On Earth, carbon plays the role of life's currency, life's means of capturing, utilizing, and storing the high grade energy, and getting rid of the low grade energy. Because it plays such a central role in life, carbon is a lot like the Greek god Atlas, holding up the sky.
Energy is necessary for life because if there's not enough of it then life's activities stop. But too much energy raises the temperature too high and life can burn up.
Over vast scales of time the carbon cycle has had a huge influence on the flows of energy and the overall temperature of Earth's surface. And during those same spans of time, life has had a large influence on the carbon cycle, and hence on Earth's temperature.
Like goods and services in the smaller human economy, energy flows and circulates amongst living things. First, to the Producers: bacteria, diatoms, algae, and plants. Producers take in carbon dioxide and give off oxygen. Producers utilize photosynthesis and carbon dioxide from the atmosphere to capture solar energy and store it in carbon compounds.
. Next, the energy, in the form of carbon compounds, flows to the Consumers: the bacteria, protists, fungi, and animals that feed on plants and on each other. Consumers breathe in oxygen and breathe out carbon dioxide.
When there is a balance between Producers and Consumers Earth Economy is as healthy as it can be. If there is too many Producers and not enough Consumers, then too much of the plants and algae die without decomposing and more carbon gets locked into sedimentary rocks. Then the available supply of carbon decreases and Earth's temperature decreases. This is just one of, but not the only causes of ice ages.

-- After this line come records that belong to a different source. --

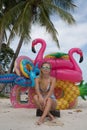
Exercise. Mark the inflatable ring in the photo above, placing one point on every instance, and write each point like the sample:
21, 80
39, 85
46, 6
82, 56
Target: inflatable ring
26, 66
18, 100
66, 94
17, 64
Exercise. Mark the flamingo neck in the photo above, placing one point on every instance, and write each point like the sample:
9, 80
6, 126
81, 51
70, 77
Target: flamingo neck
76, 66
39, 56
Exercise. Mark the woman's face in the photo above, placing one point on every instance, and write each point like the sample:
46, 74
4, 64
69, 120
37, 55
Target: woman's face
46, 68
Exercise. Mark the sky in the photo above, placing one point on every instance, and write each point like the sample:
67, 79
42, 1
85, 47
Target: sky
69, 36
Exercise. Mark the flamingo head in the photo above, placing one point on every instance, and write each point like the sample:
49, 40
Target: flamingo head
79, 51
36, 41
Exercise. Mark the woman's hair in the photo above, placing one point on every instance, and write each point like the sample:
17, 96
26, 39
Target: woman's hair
41, 74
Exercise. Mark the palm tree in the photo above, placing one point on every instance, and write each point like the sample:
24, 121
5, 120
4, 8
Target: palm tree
23, 13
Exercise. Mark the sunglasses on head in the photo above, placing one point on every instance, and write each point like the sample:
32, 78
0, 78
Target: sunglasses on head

We can call ice ages “Depressions” in the Earth Economy because just as in depressions when there's not enough money to buy everything the economy freezes, during an ice age there's less carbon available to capture the energy needed to drive life. Some of the great extinction events such as the Permian - Triassic extinction 250 million years ago are thought to have been caused by ice ages.
If there is too many Consumers and not enough Producers we get too much carbon available. Remember, Consumers breathe out carbon dioxide, so the more Consumers there are and the more that they consume, the more carbon dioxide there will be in the atmosphere. The amount of available carbon becomes so high that Earth's surface temperature climbs. We can call this “Inflation” .
For thousands of years the human economy was just an insignificant fraction of Earth Economy. But then we discovered fossil fuels – coal, and oil. These are forms of carbon that were saved long ago when for various reasons, plant life was not consumed by other life forms, but eventually was subducted underground. There it was converted by the heat and compression of Earth's techtonic forces into coal and oil.
By tapping into this stored form of ancient sunlight, we have been able to extract both biological and mineralogical resources at an accelerating rate. This is a situation akin to hyperinflation in human economy, where the circulation velocity of money (carbon) has increased at the same time as vastly greater quantities of money (carbon) are available.
The result is an overheating of Earth Economy and a new mass extinction event. We call this “Global Warming”.